Era o mesmo cigarro matinal que começara a fumar meses atrás. O cigarro da angústia, que, se por alguns minutos dava a ilusão de aliviar o buraco no peito, em seguida, tornava a deixar o coração inquieto.

“O que eu fiz pra ficar tão desprotegida?” – pensou. Eu poderia listar uma série de ações para contá-la, mas era resistente a danada.
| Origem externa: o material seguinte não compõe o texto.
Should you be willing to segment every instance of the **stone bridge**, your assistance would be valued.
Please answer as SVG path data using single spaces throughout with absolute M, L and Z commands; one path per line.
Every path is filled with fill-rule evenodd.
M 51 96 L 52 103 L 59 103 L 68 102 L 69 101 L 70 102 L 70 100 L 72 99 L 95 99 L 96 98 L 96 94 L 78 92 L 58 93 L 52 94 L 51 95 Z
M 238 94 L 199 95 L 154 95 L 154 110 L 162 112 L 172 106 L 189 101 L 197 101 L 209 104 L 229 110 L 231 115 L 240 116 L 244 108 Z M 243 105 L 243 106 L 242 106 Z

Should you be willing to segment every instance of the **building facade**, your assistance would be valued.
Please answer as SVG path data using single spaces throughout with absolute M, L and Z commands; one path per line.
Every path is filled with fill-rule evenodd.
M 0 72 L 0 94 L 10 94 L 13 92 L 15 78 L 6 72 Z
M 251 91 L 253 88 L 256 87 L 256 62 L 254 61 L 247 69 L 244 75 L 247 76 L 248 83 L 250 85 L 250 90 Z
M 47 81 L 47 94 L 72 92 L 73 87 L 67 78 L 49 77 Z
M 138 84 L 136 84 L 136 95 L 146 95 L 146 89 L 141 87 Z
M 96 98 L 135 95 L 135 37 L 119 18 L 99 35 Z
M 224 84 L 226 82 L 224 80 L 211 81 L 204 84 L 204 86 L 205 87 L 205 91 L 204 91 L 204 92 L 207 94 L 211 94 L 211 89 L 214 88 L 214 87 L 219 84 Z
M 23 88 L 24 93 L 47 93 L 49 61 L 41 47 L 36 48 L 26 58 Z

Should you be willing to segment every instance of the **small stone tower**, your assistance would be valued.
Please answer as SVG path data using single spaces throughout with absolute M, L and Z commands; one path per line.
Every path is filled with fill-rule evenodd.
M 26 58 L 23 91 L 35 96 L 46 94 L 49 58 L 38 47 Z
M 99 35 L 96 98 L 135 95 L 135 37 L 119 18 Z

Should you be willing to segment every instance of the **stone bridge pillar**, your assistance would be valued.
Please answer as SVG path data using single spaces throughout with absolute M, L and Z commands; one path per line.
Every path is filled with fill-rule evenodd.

No fundo, sabia de tudo, mas a consciência ainda não tinha alcançado seus comportamentos para a mudança.

“Mulheres comportadas nunca fizeram história” – repetiu pra si mesma. E entendeu que a exposição à qual muitas vezes se submetia fazia parte de uma crença muito maior do que a pequenês da mente de algumas pessoas, que vez ou outra, infelizmente, viria a rodeá-la. A crença? Era na liberdade integral do ser que, quando dotada de consciência é uma alavanca sem precedentes para a evolução.

Lembrou da aula de yoga que fizera horas antes – a melhor da vida até então. Deu seu máximo. Percebera o quanto havia melhorado e o quão melhor ainda podia fazer. Controlando a dor e sentindo, logo depois, a felicidade como um dos benefícios da prática.

Não dá pra fingir que está tentando. Cara bonita o tempo todo é só pra mostrar pros outros. E flexibilidade, força e equilíbrio requer muita persistência e muita, muita coragem. Na yoga e na vida.